Michaelis-Menten and Lineweaver-Burke kinetic analyses were applied to determine the Vmax and the Km values for MeO, o-MeR, and BHQ-10 at pH 6.0 and for FO at pH 8.3 (Table 1). Kinetic parameters for the reduction of JGB could not be obtained due to slow reduction. The Vmax of reduction (μM concentration of dye reduced s−1·mg−1 enzyme) ranged from 131 for o-MeR to 508 for MeO. The o-MeR reduction rate is comparable to that published for Rhodobacter sphaeroides azoreductase at pH 7.0 (408 μM s−1·mg−1 enzyme) (6) but considerably faster than those reported at pH 7.5 for B. subtilis YhdA, Geobacillus stearothermophilus, and Bacillus OY1-2 azoreductases (12.0, 13.1, and 10.4, respectively) (10). The measured Km values (μM) showed a wide (53-fold) range, from 9.7 for o-MeR to 511 for FO. The reported Km for o-MeR at pH 7.0 is 270 μM for R. sphaeroides azoreductase (6) and at pH 7.5 is 91.7 μM for B. subtilis YhdA, 134 μM for G. stearothermophilus azoreductase, and 395 μM for Bacillus OY1-2 azoreductase (10, 11). Efficient o-MeR reduction by BTI10 may thus be due to tight substrate binding.
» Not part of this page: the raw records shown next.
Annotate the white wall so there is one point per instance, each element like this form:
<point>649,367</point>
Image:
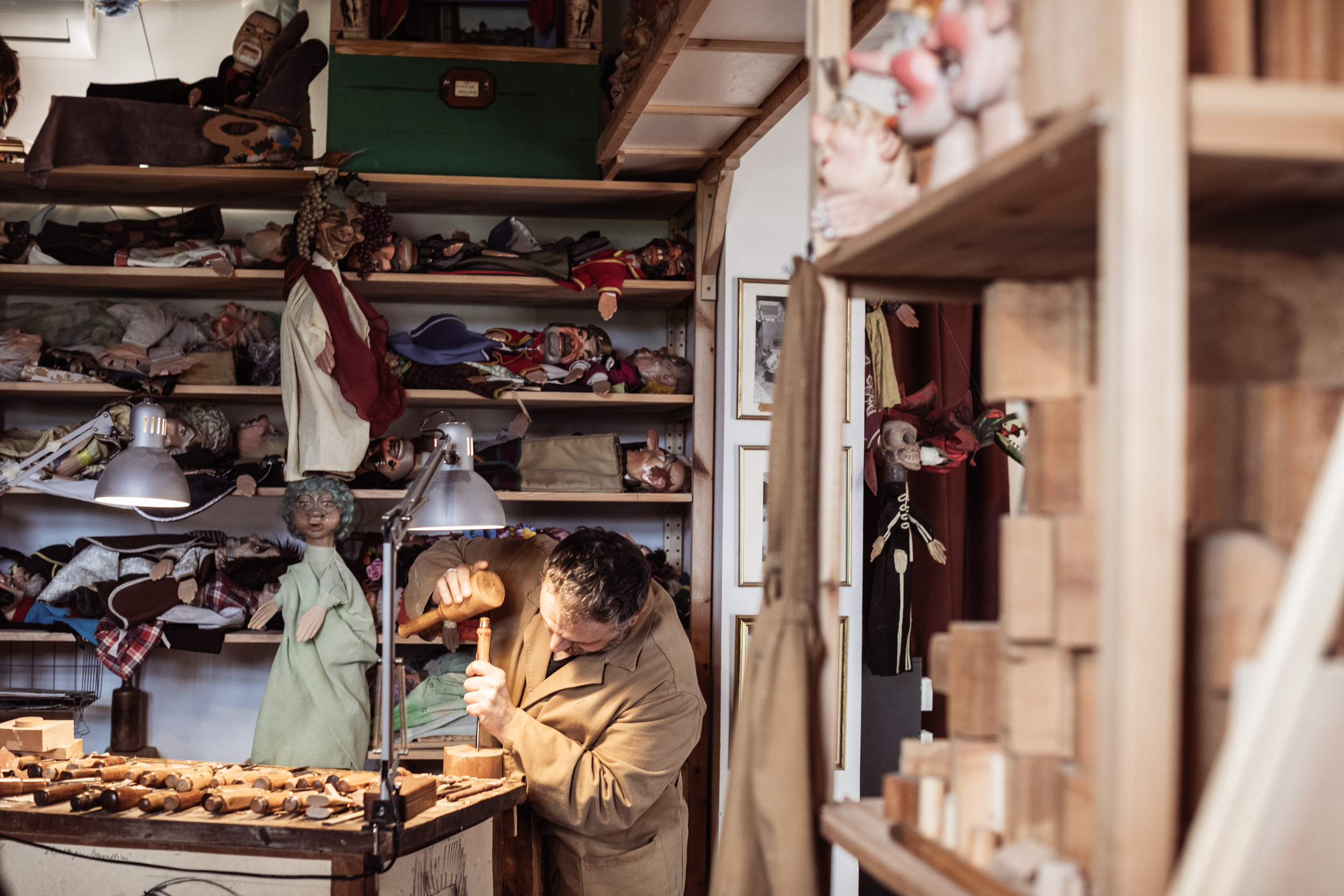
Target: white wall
<point>767,229</point>
<point>181,39</point>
Reaction at suboptimal pH.
Reduction of the JGB (λmax, 594 nm) azo bond releases 4-(dimethyl-amino)-aniline and methylene violet 3RAX (MV-3RAX) (λmax, 557 nm) (Fig. 3 A), enabling simultaneous observation of substrate reduction and product formation at wavelengths distinct from those of the cofactors. Upon addition of azoreductase at the suboptimal pH of 6.0 and an amount of NADPH insufficient for complete reduction, the A594 rapidly decreased for less than a minute and then slowly decreased for up to 2.5 min, after which it increased slightly and then leveled off at 4 min (Fig. 3B). Reciprocal changes were seen at 557 nm. While no distinct absorption spectrum for the semireduced product intermediate was observed, its spectrum is expected to be very similar to that of MV-3RAX, also lacking azo bond conjugation. The coupled absorbance changes for JGB and MV-3RAX upon NADPH depletion is consistent with the reformation of JGB from a semireduced hydrazo intermediate.
Fig. 3.
Reduction at a suboptimal pH. (A) Absorbance spectra of JGB and MV-3RAX recorded at pH 6.0. (B) The effect of NADPH depletion on the reduction of JGB (30 μM) by BTI10 (73 ng·liter−1) in MES (morpholineethanesulfonic acid; pH 6.0) with 200 μM NADPH. Change in absorbance at the JGB λmax (594 nm) (triangles) and at the MV-3RAX λmax (557 nm) (squares) was monitored over 10 min. Shown are the results from a representative experiment (out of three).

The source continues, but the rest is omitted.